Winterbraugerstenanbau – eine mögliche Alternative
In den klassischen Braugerstenanbaugebieten Niedersachsens wurde in den letzten zwei Jahren schmerzhaft deutlich, dass ohne intensive Beregnungsmöglichkeit ein gesicherter Braugerstenanbau mit guten Erträgen und vor allem auch Qualitäten schwer möglich ist. Die in einzelnen Landkreisen verschärfte Reglementierung der zur Verfügung stehenden Beregnungsmengen könnte künftig dazu führen, dass die ökonomisch vorteilhaftesten Kulturen schwerpunktmäßig beregnet werden. Dies sind in der Regel Frühkartoffel, Kartoffel, Zwiebeln und Rüben. Beim Getreide hat sicherlich die Braugerste erste Beregnungspriorität.

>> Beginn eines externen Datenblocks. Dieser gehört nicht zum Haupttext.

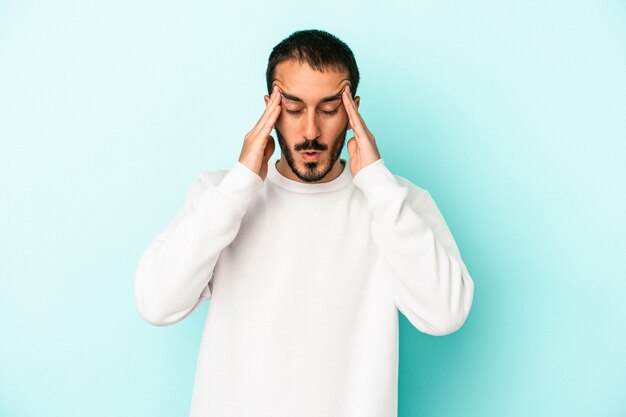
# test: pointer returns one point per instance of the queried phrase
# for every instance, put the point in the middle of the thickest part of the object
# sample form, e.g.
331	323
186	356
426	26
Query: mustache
310	145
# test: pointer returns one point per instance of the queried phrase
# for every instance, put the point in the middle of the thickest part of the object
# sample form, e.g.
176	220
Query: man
307	260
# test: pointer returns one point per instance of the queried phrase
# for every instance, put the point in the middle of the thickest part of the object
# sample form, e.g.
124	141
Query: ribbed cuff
376	181
241	184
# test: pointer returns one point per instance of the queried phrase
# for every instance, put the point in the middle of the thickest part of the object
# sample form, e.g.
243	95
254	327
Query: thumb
352	147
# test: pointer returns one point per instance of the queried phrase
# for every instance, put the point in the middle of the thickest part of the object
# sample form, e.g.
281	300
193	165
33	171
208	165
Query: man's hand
362	147
258	145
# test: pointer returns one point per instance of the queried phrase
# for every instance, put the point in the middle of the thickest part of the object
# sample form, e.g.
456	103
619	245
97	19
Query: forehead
301	80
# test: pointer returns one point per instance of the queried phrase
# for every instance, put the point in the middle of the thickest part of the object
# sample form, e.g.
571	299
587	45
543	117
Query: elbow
455	319
152	314
445	319
448	326
159	316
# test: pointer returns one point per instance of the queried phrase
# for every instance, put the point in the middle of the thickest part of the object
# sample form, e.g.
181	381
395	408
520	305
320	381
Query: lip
310	156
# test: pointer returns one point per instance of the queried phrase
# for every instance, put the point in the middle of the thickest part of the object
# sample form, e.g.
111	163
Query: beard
313	171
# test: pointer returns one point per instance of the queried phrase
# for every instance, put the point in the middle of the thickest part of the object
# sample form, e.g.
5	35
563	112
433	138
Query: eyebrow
323	100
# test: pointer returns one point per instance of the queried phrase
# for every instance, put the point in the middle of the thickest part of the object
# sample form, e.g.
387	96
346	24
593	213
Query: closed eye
328	113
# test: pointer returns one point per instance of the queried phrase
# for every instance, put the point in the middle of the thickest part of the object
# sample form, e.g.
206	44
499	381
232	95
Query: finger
356	110
270	111
268	125
356	122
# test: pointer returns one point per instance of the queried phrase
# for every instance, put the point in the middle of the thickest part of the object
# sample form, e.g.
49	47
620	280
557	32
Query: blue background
512	114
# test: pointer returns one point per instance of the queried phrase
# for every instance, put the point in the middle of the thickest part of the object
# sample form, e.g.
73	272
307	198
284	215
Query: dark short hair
320	49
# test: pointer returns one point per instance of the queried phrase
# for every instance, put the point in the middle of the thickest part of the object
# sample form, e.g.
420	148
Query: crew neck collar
288	184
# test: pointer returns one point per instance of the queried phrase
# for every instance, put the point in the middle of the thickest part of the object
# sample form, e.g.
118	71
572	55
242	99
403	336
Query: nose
311	129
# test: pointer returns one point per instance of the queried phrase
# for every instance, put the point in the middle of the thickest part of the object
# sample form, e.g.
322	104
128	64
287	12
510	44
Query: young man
307	260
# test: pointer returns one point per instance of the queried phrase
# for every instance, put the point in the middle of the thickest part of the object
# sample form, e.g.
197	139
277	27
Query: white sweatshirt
305	282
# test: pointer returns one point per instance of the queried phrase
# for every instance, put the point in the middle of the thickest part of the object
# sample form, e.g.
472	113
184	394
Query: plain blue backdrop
511	113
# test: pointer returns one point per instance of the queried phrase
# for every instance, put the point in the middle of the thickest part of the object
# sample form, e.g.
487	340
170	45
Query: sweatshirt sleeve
432	286
173	276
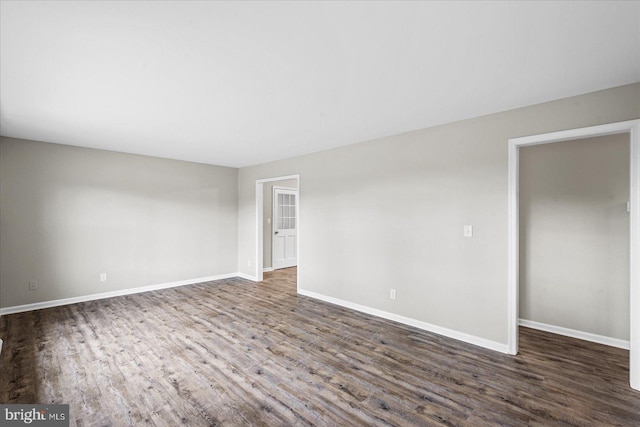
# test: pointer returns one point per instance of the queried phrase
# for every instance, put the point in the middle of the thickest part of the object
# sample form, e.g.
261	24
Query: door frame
260	226
632	127
273	217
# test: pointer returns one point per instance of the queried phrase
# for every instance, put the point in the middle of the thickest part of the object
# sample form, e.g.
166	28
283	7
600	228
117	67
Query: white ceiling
242	83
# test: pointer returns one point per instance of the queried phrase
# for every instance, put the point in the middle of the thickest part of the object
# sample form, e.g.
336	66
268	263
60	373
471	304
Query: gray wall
389	213
574	235
68	214
268	213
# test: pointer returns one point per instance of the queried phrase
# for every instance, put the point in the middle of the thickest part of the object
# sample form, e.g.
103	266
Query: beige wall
267	216
68	214
389	213
574	235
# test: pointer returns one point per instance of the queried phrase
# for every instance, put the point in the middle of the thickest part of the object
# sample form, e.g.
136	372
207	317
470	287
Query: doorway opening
264	222
632	128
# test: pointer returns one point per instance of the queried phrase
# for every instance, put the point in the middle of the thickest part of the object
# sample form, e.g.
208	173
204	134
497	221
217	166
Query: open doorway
629	128
287	220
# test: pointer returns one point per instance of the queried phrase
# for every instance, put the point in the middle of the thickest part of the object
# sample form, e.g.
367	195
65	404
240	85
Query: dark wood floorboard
238	353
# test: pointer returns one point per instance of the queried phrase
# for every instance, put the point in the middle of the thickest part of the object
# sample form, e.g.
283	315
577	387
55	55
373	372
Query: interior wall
268	213
574	235
68	214
389	213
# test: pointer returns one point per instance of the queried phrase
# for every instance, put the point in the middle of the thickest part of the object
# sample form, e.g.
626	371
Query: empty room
331	213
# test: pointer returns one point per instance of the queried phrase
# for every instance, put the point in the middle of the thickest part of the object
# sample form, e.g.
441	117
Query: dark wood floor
237	353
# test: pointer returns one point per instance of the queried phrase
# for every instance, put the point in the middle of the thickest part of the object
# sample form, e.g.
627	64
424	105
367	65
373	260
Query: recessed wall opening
264	220
591	181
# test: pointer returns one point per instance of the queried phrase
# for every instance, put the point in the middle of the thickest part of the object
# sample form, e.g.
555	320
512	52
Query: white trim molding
260	227
586	336
632	127
449	333
103	295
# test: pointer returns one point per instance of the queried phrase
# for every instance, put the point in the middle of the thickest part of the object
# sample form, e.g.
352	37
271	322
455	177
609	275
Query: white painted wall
574	235
267	215
68	214
389	213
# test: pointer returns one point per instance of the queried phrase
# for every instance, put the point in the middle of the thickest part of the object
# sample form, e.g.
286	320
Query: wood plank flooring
238	353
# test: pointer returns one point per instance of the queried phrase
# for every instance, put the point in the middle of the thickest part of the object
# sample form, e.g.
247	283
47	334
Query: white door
285	228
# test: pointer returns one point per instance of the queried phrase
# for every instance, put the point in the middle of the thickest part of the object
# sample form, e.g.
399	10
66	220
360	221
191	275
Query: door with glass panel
285	228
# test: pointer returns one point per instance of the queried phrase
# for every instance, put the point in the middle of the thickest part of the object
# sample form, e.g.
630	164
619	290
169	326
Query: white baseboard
92	297
587	336
247	277
450	333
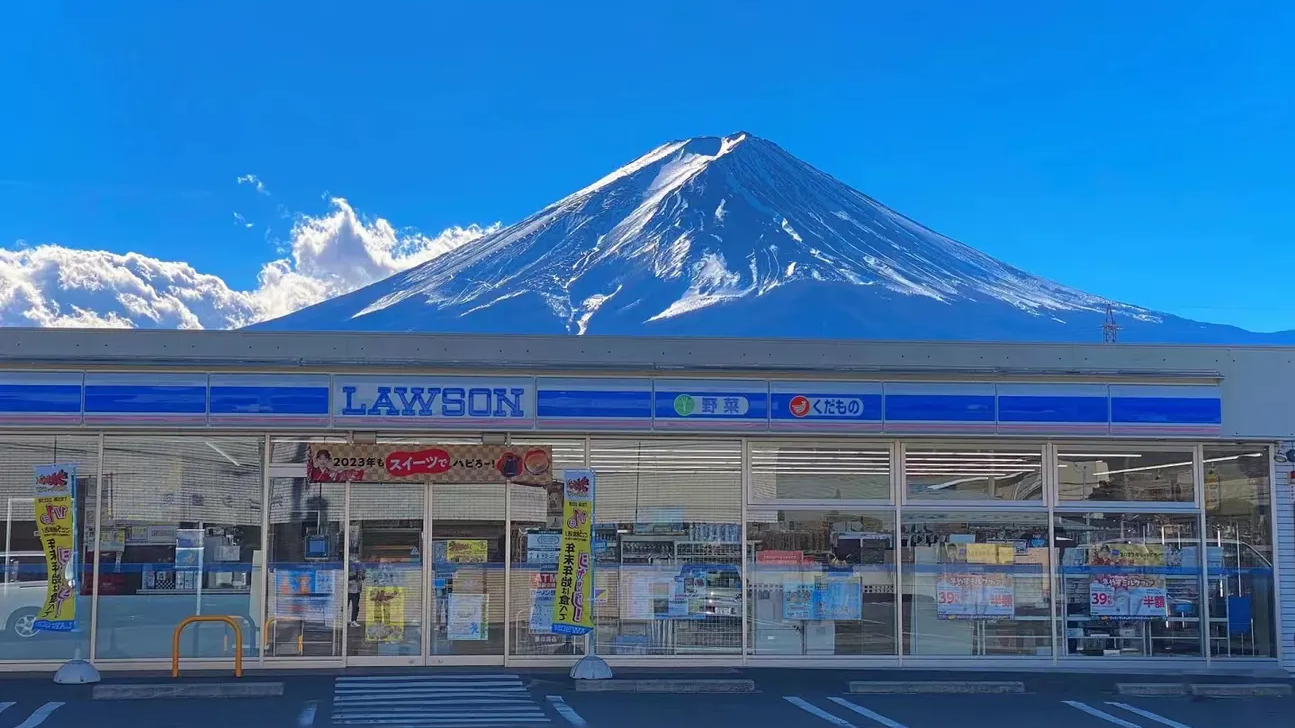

Umdenken im Braugerstenanbau?
Die Braugerstenaussaat auf den Herbst vorzuverlegen, um auf diese Weise die hoffentlich während der Wintermonate aufgefüllten Bodenwasservorräte zu nutzen, wird derzeit wieder stärker thematisiert – sowohl von den Landwirten, als auch von der aufnehmenden Hand, die auch ein hohes Interesse an sicheren Mengen und Qualitäten hat. Anlässlich der diesjährigen Braugerstenrundfahrt wurden entsprechende Überlegungen deutlich.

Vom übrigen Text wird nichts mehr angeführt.